Primeiro: a democracia brasileira tem sido incapaz de enfrentar os graves problemas brasileiros. Um país com a maior desigualdade social do mundo e uma das maiores concentrações de renda e riqueza. Dentre muitos outros. A crise econômica atual é um aditivo importante para que essa democracia seja objeto de questionamento, desconfiança, crítica e até mesmo desprezo. Para grande parte do Brasil as conquistas advindas dos governos liderados pelo PT foram fruto do trabalho ou de graça divina. Nem quando ela cumpre um papel na vida real a percepção é distinta. Há um desapego a essa conquista e promessa de meio para enfrentar os grandes problemas e o bolsonarismo usa isso.

Segundo: a utilidade do ceticismo. Pessoas estimuladas a não acreditarem em nada e a contestar notícias, grande imprensa, estado e demais instituições. Não sem auxílio dos desacreditados, com destaque para a grande imprensa, que é useira e vezeira em desinformar e manipular a opinião pública. Isso facilita a construção do ceticismo. E essa pessoa que não acredita em nada é um perfil muito útil para ser manipulado pelas emoções, pelo medo, pelos estímulos direcionados a partir dos grupos são os caminhos para manipular as pessoas. Para isso o estímulo permanente a descrença, descrédito das instituições e até mesmo da ciência. Tem bases aparentemente irracionais, mas são claramente um método útil para manipular a população.

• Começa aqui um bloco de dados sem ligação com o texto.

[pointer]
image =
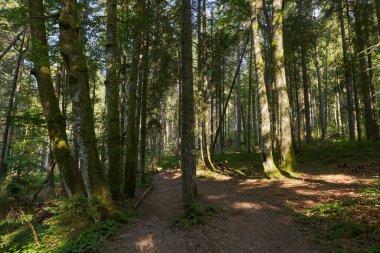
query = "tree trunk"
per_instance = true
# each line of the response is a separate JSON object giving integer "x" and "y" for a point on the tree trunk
{"x": 9, "y": 111}
{"x": 55, "y": 121}
{"x": 112, "y": 104}
{"x": 305, "y": 81}
{"x": 372, "y": 129}
{"x": 377, "y": 4}
{"x": 286, "y": 144}
{"x": 131, "y": 141}
{"x": 248, "y": 138}
{"x": 270, "y": 169}
{"x": 347, "y": 75}
{"x": 188, "y": 115}
{"x": 144, "y": 94}
{"x": 320, "y": 96}
{"x": 238, "y": 105}
{"x": 50, "y": 165}
{"x": 13, "y": 43}
{"x": 78, "y": 81}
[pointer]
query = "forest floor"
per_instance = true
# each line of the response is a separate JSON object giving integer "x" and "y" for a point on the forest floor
{"x": 305, "y": 212}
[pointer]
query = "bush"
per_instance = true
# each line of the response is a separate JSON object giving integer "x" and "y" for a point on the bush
{"x": 194, "y": 214}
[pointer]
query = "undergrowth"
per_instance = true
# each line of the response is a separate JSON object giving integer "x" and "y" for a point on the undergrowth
{"x": 349, "y": 225}
{"x": 68, "y": 225}
{"x": 194, "y": 214}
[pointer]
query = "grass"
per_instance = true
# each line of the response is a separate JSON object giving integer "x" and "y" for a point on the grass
{"x": 349, "y": 225}
{"x": 67, "y": 225}
{"x": 194, "y": 214}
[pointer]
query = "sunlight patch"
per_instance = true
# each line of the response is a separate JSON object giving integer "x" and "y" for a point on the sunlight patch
{"x": 146, "y": 243}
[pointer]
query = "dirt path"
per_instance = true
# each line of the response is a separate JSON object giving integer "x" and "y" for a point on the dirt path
{"x": 251, "y": 218}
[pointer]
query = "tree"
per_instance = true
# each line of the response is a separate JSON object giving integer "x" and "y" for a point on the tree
{"x": 9, "y": 111}
{"x": 371, "y": 126}
{"x": 187, "y": 104}
{"x": 54, "y": 119}
{"x": 112, "y": 104}
{"x": 270, "y": 169}
{"x": 347, "y": 75}
{"x": 78, "y": 80}
{"x": 286, "y": 144}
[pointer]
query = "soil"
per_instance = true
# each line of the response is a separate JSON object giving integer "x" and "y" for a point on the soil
{"x": 252, "y": 215}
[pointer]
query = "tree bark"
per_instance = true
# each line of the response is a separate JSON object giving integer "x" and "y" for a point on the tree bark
{"x": 131, "y": 141}
{"x": 286, "y": 144}
{"x": 270, "y": 169}
{"x": 305, "y": 81}
{"x": 188, "y": 115}
{"x": 238, "y": 104}
{"x": 55, "y": 121}
{"x": 371, "y": 127}
{"x": 112, "y": 104}
{"x": 320, "y": 96}
{"x": 9, "y": 111}
{"x": 78, "y": 80}
{"x": 144, "y": 94}
{"x": 347, "y": 75}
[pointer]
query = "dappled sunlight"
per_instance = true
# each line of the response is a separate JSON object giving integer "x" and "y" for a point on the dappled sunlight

Terceiro: não te convenço de uma ideia, mas te mostro que as outras são falsas saídas , assim como as lideranças e organizações. Não há apresentação de uma proposta de conjunto para o Brasil e os graves problemas, mas sim um apanhado de proposições costuradas com linha frágil e em grande medida são medidas reativas: menos estado na economia, contra o politicamente correto, contra os ataques a família, Deus, as tradições e outros. A força da mensagem é um aspecto importante da capacidade da disputa política. E as organizações políticas expressam a mensagem por ações e sobretudo por suas lideranças. Atacar e destruir a imagem de figuras públicas e as organizações políticas é parte desse método. Antes de conquistar a simpatia para propostas concretas apresenta contra o quê se luta e quem deve ser destruído. Cotidianamente figuras como Lula, Dilma, Haddad, Ciro e Boulos são atacados para alavancar a rejeição a eles. Por ela se alcança a rejeição das propostas vinda deles e de suas organizações. É uma estratégia muito mais eficaz do que silenciar os opositores porque tira da mensagem qualquer sentido em razão da rejeição racional e irracional construída sobre as pessoas e organizações políticas.

Quarto: a velha manipulação de massas. De Marx a Willian Reich as ideias hegemônicas da sociedade são sempre as ideias das classes dominantes. A manipulação é um estágio mais agudo dessa dominação e no quadro atual alcança níveis impressionantes. Por óbvio que isso não é sem esforços para contestação e contraditório, mas todos os esforços são muito inferiores ao necessário para enfrentar essa hegemonia conservadora. E a manipulação conjuga sempre emoção e razão e isso é parte da mensagem do bolsonarismo sempre. Não é um apelo a racionalidade, mas sim busca dialogar com as emoções e sentimentos. Isso é uma das lições da experiência de comunicação fascista e se baseia na comunicação buscando o emocional como caminho para o subconsciente para a alimentar ideias, sonhos, o desejo, medos, impulsos ou comportamentos.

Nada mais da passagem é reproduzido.